Many report feeling rushed into medical decisions without adequate counseling or information about alternatives—sometimes after those quick two-hour consults Tishelman criticized. Their stories—of regret, medical complications, and mental health struggles—deserve to be heard.
Yet there’s no systematic effort to track the number of people who detransition, let alone understand why. Olson-Kennedy’s withheld data might validate their experiences, but without it, they’re dismissed as anomalies or, worse, traitors to the cause.
Why isn’t every detransitioned person a mandatory case study? Why aren’t their experiences informing better care? The answers might point to a system afraid of what it’d find.
Who is Accountable?
Medicine is supposed to be evidence-based. When new treatments emerge, they’re rigorously tested, debated, and refined over time.
But gender medicine has short-circuited this process—it’s been fast-tracked into mainstream practice without the evidence to back it up, propelled by urgency and ideology. Tishelman’s firing, Olson-Kennedy’s delay, Tavistock’s opacity—who bears responsibility for the fallout? Doctors? Gender clinics? Pharmaceutical companies? Activists?

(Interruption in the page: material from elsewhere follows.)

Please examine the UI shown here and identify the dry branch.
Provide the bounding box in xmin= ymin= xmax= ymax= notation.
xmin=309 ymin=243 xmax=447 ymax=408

None of these groups seem willing to accept accountability, each pointing elsewhere while the young adults we experimented on deal with the consequences—consequences we can’t even quantify without follow-up.
A Call to Reckoning
The silence around follow-up care and long-term outcomes isn’t just a medical and scientific failure; it’s a moral one. We’ve allowed ideology and profit to dictate the care we provide to some of the most vulnerable members of society: children.
It’s not too late to demand better. We need rigorous, longitudinal studies—starting with unlocking Tavistock’s trove of patient records—to track the outcomes of medicalized gender transitions. We need to listen to detransitioners and incorporate their experiences into clinical practice.
And we need to hold the industry accountable for the harm it’s caused, harm that’s still unfolding in lives we’ve lost sight of. Because this isn’t just about the kids who’ve already been through the system—it’s about the next generation waiting in the wings.
If we don’t act now, we’ll continue sacrificing children on the altar of ideology, leaving them to pick up the pieces of a shattered adolescence. The question is simple: will we have the courage to face the truth? Or will we keep turning away, content to let the silence cover our tracks?
"The question is simple: will we have the courage to face the truth?" Truth is my word for 2025. As a parent who has been speaking and writing the truth since gender ideology harmed my daughter, I can attest to significant attempts to silence me. Protective parents like myself have been deemed the enemy. I write and write and write about what is happening. Who will join me in supporting parents who want better care and comprehensive care for their kids?
Is there a procedure to claw back the $10 million if Olson-Kennedy doesn't publish?
If nothing is published and the money isn't returned, that seems like about as clear-cut a case of embezzlement and defrauding the Treasury as we'll ever see.